Direct-to-airflow design
The second objective is to create an effective thermal pathway for heat to go from the LED chip to the outside air to be extracted.
A lot of cheaper lights will use an extrusion with standoffs for the board to sit on, and sometimes don’t even have material behind the LED chip itself to pull heat away. This results in a light quickly overheating even when in motion.
High quality lights will have a direct thermal pathway, although admittedly this is very hard to determine unless you have a light torn down in front of you.
Magnesium & Thermodynamics
One of the other items that sets Outbound apart from typical light manufactures is our focus on magnesium as our heat sinking material.
Magnesium is an extremely lightweight metal that has good thermal properties. However when a lot of engineers look at a material suitable for heat sinks they gravitate straight to aluminum due to the fact the thermal conductivity is 33% higher than magnesium (96 W/mK vs 70 W/mK for diecast applications). Though thermal conductivity is only part of the thermal equation.
When we look at heat rejection for a lamp, we often are considering it moving within an air stream which means that the thermal bottleneck is not going to be how fast heat moves through a material (thermal conductivity) but rather how fast we can remove the heat via convection.

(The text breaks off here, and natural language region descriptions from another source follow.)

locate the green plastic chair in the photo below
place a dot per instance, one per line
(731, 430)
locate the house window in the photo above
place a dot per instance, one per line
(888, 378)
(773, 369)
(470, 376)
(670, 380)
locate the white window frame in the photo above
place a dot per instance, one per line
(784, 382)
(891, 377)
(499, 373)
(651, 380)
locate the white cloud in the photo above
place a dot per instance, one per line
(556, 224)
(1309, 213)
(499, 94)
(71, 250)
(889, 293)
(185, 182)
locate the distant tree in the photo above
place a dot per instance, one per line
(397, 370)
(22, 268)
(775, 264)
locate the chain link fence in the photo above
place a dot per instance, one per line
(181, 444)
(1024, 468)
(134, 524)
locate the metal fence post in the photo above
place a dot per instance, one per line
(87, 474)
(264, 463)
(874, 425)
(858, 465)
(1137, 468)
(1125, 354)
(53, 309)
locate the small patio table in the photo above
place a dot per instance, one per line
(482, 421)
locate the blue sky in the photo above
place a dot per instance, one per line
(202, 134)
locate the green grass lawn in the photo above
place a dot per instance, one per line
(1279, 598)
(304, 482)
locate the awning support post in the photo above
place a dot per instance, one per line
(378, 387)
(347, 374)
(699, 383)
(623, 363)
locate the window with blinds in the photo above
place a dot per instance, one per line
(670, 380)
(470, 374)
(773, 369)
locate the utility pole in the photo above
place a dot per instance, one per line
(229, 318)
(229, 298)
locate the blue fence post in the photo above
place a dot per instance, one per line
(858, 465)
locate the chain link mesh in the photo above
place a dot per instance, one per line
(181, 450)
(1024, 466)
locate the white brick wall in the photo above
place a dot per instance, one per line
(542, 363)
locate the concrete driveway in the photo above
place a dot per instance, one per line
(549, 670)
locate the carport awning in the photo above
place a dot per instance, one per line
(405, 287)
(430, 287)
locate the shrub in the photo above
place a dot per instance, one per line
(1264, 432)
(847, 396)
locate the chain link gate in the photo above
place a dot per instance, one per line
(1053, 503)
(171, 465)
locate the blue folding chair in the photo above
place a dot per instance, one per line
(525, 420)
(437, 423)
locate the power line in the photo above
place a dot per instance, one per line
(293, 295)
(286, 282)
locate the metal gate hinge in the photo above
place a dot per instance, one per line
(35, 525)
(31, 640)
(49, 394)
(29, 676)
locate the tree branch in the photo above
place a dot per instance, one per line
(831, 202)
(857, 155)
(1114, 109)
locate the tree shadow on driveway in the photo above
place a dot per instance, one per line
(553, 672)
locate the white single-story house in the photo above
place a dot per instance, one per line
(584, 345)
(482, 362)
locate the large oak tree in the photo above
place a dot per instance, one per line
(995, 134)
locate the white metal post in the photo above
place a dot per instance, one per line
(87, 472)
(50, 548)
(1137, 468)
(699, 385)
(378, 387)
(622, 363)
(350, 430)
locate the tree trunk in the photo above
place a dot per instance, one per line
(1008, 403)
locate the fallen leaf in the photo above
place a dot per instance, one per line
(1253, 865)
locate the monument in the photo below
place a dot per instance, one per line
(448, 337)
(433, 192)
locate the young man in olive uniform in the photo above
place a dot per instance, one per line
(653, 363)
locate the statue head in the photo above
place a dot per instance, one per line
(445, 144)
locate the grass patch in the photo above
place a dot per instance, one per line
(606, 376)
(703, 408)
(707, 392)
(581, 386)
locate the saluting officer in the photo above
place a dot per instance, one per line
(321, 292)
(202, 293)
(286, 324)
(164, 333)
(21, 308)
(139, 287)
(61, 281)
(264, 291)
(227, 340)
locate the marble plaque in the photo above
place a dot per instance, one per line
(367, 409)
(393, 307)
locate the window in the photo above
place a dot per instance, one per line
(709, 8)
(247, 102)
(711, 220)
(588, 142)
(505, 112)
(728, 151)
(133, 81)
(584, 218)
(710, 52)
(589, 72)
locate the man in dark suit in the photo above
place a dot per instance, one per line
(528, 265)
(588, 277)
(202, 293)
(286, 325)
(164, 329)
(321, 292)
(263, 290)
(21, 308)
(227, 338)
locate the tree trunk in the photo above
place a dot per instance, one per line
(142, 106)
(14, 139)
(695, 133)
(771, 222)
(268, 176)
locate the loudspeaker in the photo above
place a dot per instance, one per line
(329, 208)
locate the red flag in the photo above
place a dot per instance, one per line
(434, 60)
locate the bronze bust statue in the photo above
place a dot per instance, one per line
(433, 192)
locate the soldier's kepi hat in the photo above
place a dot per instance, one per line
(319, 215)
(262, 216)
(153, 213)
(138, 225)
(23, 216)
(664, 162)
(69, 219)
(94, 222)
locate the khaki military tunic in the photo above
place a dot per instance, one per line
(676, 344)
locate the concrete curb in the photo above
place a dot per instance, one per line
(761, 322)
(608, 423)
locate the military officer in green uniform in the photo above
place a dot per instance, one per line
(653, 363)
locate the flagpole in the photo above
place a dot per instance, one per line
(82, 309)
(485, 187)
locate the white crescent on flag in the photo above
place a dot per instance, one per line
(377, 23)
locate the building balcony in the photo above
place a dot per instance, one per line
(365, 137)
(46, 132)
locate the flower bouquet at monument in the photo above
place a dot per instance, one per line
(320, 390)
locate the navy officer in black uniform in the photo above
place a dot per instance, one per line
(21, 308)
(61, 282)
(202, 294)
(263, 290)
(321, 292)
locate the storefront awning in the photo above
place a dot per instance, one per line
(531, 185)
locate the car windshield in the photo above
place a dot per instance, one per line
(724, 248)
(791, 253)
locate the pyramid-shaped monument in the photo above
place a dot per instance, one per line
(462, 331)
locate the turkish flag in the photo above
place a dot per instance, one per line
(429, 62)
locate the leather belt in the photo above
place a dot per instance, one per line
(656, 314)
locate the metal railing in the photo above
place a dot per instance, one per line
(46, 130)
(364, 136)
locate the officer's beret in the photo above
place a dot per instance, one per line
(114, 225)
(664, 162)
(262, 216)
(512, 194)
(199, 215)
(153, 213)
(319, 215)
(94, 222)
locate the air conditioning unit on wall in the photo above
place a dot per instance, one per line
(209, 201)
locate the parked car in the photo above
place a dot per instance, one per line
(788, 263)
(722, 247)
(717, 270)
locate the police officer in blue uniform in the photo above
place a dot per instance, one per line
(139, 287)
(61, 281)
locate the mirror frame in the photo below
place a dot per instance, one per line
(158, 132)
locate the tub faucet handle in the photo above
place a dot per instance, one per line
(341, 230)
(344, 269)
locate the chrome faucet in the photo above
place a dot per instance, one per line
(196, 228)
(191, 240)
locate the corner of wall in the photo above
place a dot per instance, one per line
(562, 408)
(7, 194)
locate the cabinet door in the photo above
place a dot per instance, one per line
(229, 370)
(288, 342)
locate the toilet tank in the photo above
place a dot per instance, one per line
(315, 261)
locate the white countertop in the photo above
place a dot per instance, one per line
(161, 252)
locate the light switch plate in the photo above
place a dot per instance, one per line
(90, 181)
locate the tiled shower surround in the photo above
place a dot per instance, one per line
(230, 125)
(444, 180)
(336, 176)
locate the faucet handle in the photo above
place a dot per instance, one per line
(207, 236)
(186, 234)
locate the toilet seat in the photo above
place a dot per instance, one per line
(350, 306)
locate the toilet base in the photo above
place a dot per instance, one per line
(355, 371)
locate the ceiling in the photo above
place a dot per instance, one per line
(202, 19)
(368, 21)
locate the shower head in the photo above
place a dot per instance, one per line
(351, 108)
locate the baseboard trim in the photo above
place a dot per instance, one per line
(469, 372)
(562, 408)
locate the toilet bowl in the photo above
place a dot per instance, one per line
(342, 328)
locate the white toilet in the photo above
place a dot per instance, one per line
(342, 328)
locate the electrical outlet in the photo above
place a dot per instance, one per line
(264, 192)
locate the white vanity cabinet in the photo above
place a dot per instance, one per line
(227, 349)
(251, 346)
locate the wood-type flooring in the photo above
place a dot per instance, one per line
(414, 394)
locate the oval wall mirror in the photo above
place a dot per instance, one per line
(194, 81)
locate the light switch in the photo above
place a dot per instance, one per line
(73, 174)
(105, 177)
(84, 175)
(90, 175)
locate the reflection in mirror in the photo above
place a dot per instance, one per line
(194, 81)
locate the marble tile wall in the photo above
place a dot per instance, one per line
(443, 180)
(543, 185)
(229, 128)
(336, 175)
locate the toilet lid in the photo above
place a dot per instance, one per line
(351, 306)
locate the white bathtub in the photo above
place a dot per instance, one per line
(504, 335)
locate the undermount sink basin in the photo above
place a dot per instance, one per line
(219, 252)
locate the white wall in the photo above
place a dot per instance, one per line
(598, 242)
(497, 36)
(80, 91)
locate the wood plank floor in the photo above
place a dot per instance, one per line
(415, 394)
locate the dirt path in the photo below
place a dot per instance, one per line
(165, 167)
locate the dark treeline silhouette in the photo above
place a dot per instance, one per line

The only time that the rate of heat removal via convection in an air stream outpaces how fast the heat moves through the material is at extremely high speeds with forced direct airflow. Speeds that no biker will ever hit. So instead of focusing on the thermal conductivity of a material, we’ll focus on improving the weight of the light and increasing the surface area. This is why all our lights use magnesium die casting with diecast bodies that feature finned surfaces. We get the benefit of an extremely light body, a lot of surface area, and improved thermal characteristics.